Sinéad O’Connor em “Nothing Compares”.
(Sheila Rock Photography/SHOWTIME)
Tantas mulheres de uma certa geração admiravam Sinéad e sua música e expressaram seus sentimentos sobre sua morte nas redes sociais. Eu me pergunto por que você acha que ela tocou tanto com eles? O que ela representava para as pessoas, especialmente para as mulheres jovens, nos anos 90?
Além de seu talento incrível, ela era autêntica e ousada e isso foi emocionante para todos nós. Isso é certamente o que me atraiu. Ela parecia tão segura sobre o que tinha a dizer e foi inabalável com sua mensagem. Durante uma era de tanta misoginia e mensagens confusas, ela se sentia clara como um sino. Ela também era muito legal.
Muitos dos obituários e apreciações de Sinéad observam que ela estava à frente de seu tempo em muitas questões – mais obviamente o histórico da Igreja Católica em abuso infantil. Você acha que todos nós aprendemos alguma coisa com o que ela passou?
Eu gostaria de poder dizer que sim, mas o que mais me entristeceu com a morte dela é o quão pouco aprendemos como sociedade. Ela foi tratada como uma pária por colocar a cabeça acima do parapeito. Ela foi muito aberta e honesta sobre muitas coisas, incluindo saúde mental, aborto, racismo e homofobia, mas zombada e ridicularizada por falar abertamente. Ela está do lado certo da história.
Seu filme termina logo após a reação do “SNL” que descarrilou sua carreira musical mainstream, embora ela tenha continuado a escrever, gravar e se apresentar por décadas. Por que você quis se concentrar na parte anterior e mais intensa da fama dela?
Sinéad teve uma vida tão cheia, e há tanto para desempacotar que, para poder montar um filme de 90 minutos, tivemos que estar muito focados no que iríamos ver. A chave para mim com o filme foi obter uma base e reescrever os erros, e ser capaz de realmente examinar a causa e o efeito em torno do que ela fez. Se você consegue entender por que ela fez o que fez, todo o resto faz sentido depois de 1993. Então, tivemos que voltar para entender a Irlanda que a gerou e por que isso criou essas ações em 1992. Fazer um filme de 1966 até hoje foi considerado impossível sem que fosse uma bagunça espalhada muito mal. E honestamente não estávamos interessados nisso. Queremos voltar e limpar o ar. Pode haver 10 documentários sobre Sinéad O’Connor – e espero que haja.
Como você a homenageou nos últimos dias – todas as músicas que você ouviu repetidamente ou trechos de vídeo que assistiu?

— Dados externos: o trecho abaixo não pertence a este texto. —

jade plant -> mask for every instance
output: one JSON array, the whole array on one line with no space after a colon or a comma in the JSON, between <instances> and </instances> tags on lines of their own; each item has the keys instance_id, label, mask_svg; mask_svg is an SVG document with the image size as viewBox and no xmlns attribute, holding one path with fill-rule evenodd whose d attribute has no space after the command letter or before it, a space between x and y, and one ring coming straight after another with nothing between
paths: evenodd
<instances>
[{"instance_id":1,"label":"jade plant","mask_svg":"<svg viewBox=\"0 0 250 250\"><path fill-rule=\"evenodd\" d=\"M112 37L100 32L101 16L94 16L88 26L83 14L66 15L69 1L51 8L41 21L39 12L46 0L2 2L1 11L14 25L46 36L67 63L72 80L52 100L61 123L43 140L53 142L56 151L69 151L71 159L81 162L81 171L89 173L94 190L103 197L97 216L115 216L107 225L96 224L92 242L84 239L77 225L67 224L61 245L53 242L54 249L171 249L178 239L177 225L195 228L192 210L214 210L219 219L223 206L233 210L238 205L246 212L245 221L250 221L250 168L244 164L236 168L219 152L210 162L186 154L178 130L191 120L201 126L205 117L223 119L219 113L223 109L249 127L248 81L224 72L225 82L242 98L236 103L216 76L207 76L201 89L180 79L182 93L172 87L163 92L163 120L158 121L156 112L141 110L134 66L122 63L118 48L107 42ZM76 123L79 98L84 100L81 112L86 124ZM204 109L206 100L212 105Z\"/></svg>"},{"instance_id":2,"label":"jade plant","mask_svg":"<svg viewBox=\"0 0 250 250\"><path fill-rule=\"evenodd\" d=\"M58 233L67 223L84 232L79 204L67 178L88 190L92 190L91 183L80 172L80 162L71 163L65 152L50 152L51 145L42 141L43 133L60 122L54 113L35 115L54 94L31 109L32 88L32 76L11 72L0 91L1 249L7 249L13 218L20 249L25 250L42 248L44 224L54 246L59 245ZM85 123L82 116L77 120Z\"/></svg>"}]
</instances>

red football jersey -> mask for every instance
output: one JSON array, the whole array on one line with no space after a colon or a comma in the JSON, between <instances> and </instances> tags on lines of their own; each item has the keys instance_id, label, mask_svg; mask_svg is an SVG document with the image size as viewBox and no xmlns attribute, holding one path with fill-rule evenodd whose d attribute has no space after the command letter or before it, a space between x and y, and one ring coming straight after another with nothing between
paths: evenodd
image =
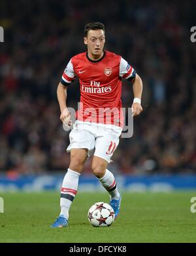
<instances>
[{"instance_id":1,"label":"red football jersey","mask_svg":"<svg viewBox=\"0 0 196 256\"><path fill-rule=\"evenodd\" d=\"M61 83L69 85L75 77L80 87L80 121L123 127L122 78L133 80L136 72L121 56L107 51L98 60L88 53L73 56L63 74Z\"/></svg>"}]
</instances>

Para ser sincero, fiquei em estado de choque e profundamente triste com os acontecimentos desta semana, fazendo muito pouco além de estar com os entes queridos. O filme será lançado na Sky no Reino Unido e na Irlanda [this weekend] depois de uma longa espera para que esteja disponível aqui. Pretendo assistir com amigos próximos e celebrá-la.
Onde você vê o legado dela mais visivelmente hoje? Existem cantores ou outros artistas que se sentem como seus descendentes de alguma forma?
Como ela diz no filme, “Eles tentaram me enterrar. Eles não perceberam que eu era uma semente.” O maior legado é quem a Sinéad inspirou. Em “Nothing Compares”, mostramos a mudança que ocorreu na Irlanda nos últimos anos. Não estamos afirmando que ela mudou diretamente o país, mas o que estamos dizendo é que ela inspirou diretamente os jovens que o fizeram. Ela finalmente está sendo escrita nos livros de história como uma pessoa irlandesa de tremendo significado cultural e tem sido animador testemunhar o luto nacional por sua morte. Parece quase presidencial. Tivemos muita sorte em tê-la.
Você sabe se Sinéad já viu seu filme e qual foi a reação dela?
Não tenho certeza se ela fez ou não, para ser honesto, mas ela foi incrivelmente favorável a isso. Eu me sinto muito privilegiado por termos contado essa parte da história dela, que tivemos sua bênção e que ela pôde ver a reação a isso e sentir o amor.